Sur bon nombre de points, la COP 28 s’inscrit dans la continuité des précédentes. Les règles de procédure, qui restent inchangées, ont permis l’adoption de l’accord final à un moment où les représentants des États insulaires particulièrement vulnérables à la montée des eaux n’étaient pas dans la pièce. On retrouve, dans la décision finale issue de la COP 28, les grands principes du régime international du climat, y compris le droit au développement de tous les États et le principe de responsabilité commune mais différenciée, qui servent à justifier la très grande marge de manœuvre dont chaque État dispose pour déterminer son propre niveau d’ambition climatique.

Aucun accord n’a été trouvé sur le fonctionnement du marché international de crédits carbone issu de l’Accord de Paris, si bien que celui-ci ne peut toujours pas démarrer. Les mesures opérationnelles adoptées dans la décision finale restent essentiellement informationnelles, avec par exemple l’organisation d’un dialogue annuel pour faciliter le partage de bonnes pratiques sur l’intégration des résultats du bilan mondial sur la mise en œuvre des objectifs de l’Accord de Paris lors de la préparation des prochaines contributions déterminées au niveau national.

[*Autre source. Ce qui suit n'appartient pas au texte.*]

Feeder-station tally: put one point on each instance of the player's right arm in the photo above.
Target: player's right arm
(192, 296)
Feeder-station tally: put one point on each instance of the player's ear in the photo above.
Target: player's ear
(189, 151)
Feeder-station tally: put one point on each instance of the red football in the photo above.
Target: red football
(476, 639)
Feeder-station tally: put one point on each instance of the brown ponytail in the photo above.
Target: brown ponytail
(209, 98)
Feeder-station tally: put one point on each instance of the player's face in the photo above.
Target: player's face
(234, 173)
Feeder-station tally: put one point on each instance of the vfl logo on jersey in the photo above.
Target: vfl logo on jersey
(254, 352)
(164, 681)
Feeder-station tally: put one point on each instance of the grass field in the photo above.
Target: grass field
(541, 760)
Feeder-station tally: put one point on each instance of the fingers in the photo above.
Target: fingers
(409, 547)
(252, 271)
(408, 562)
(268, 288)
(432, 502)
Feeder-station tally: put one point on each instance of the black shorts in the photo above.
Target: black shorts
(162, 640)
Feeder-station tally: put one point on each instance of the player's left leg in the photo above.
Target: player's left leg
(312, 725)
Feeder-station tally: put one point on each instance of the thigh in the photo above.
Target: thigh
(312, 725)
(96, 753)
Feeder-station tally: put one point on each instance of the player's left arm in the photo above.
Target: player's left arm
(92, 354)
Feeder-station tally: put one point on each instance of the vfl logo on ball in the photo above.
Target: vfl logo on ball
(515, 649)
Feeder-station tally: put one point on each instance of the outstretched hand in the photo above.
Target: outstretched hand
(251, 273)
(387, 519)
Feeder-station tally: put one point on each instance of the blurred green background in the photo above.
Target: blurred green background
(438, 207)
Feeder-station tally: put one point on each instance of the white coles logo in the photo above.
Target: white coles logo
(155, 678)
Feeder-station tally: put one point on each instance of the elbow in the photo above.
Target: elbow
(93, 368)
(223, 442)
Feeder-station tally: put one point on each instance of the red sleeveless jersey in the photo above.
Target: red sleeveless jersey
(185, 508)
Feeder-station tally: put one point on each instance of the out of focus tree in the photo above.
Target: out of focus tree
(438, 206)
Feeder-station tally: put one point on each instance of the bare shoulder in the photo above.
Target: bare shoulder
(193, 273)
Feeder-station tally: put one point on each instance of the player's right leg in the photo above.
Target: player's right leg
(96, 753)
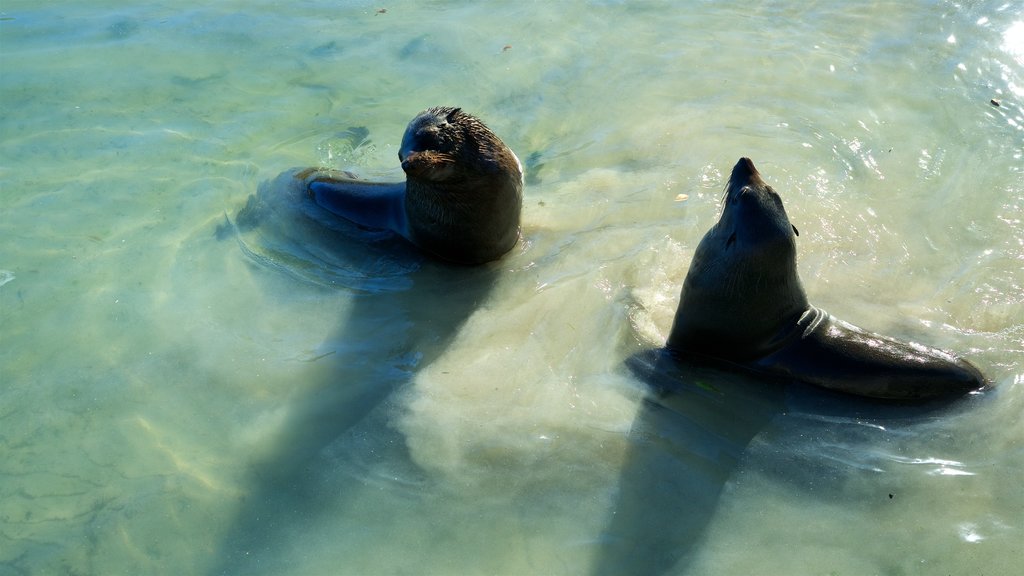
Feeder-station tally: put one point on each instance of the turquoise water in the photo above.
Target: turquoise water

Quantité de dispositions restent très floues, y compris sur des points aussi cruciaux que la définition et les objectifs de l’adaptation au changement climatique ou encore les objectifs et les modalités des transferts de technologie. Même les conflits d’intérêt à la tête des COP paraissent une constante historique. L’annonce de la tenue de la COP 28 dans le 7e exportateur mondial de pétrole, sous la présidence du dirigeant de la compagnie pétrolière nationale, a fait grincer des dents les activistes du climat du monde entier. Le tollé médiatique a été amplifié par la révélation du fait que l’équipe de négociation émiratie insérait des points de discussion sur de possibles deals pétroliers lors des rendez-vous de préparation de la COP avec les délégations étrangères. Toutefois, Fabrice Nicolino montre dans son dernier livre comment une personnalité comme Maurice Strong, connue pour être l’un des artisans du régime climatique international dans les années 1980-1990, disposait lui-même de liens d’intérêts avec l’industrie pétrolière…

Peut-on relever néanmoins quelques avancées ?

Il y a tout de même des inflexions. D’abord, la communauté internationale endosse l’objectif de tripler la capacité des énergies renouvelables d’ici à 2030 et de faire transitionner le mix énergétique hors des énergies fossiles. Certains analystes ont donc célébré la fin annoncée des énergies fossiles. Les investisseurs ne semblent toutefois pas l’entendre de cette oreille. Le cours de bourse des compagnies pétrolières a effectivement grimpé après l’annonce de la décision finale de la COP 28, ce qui tend à signifier que les investisseurs ont surtout pris note du flou des objectifs affichés (incertitude sur l’année de référence pour calculer le triplement de la capacité installée d’énergies renouvelables, indétermination du calendrier de sortie des énergies fossiles, focalisation sur le seul mix énergétique, etc.), de la latitude laissée à chaque État de les décliner à sa façon, de la valorisation, par le texte final, des technologies de capture et de stockage des émissions et de la condamnation des seules subventions aux énergies fossiles qui sont « inefficaces » et « ne répondent pas à des objectifs de lutte contre la pauvreté énergétique ou de transition juste ».

Ensuite, même si le texte final reste très centré sur les systèmes énergétiques, la COP 28 restera peut-être dans les mémoires comme une étape importante vers l’inclusion d’autres secteurs, notamment l’industrie agro-alimentaire, le commerce et la finance, dans le champ de la gouvernance internationale du climat. Un pavillon et une journée thématique ont été consacrés aux questions de commerce. Le texte final évoque pour la première fois les émissions de méthane et la transition des systèmes agro-alimentaires. Il mentionne par ailleurs le rôle des banques centrales et des régulateurs financiers dans la fourniture aux marchés des signaux requis pour combler le déficit d’investissement dans les activités durables.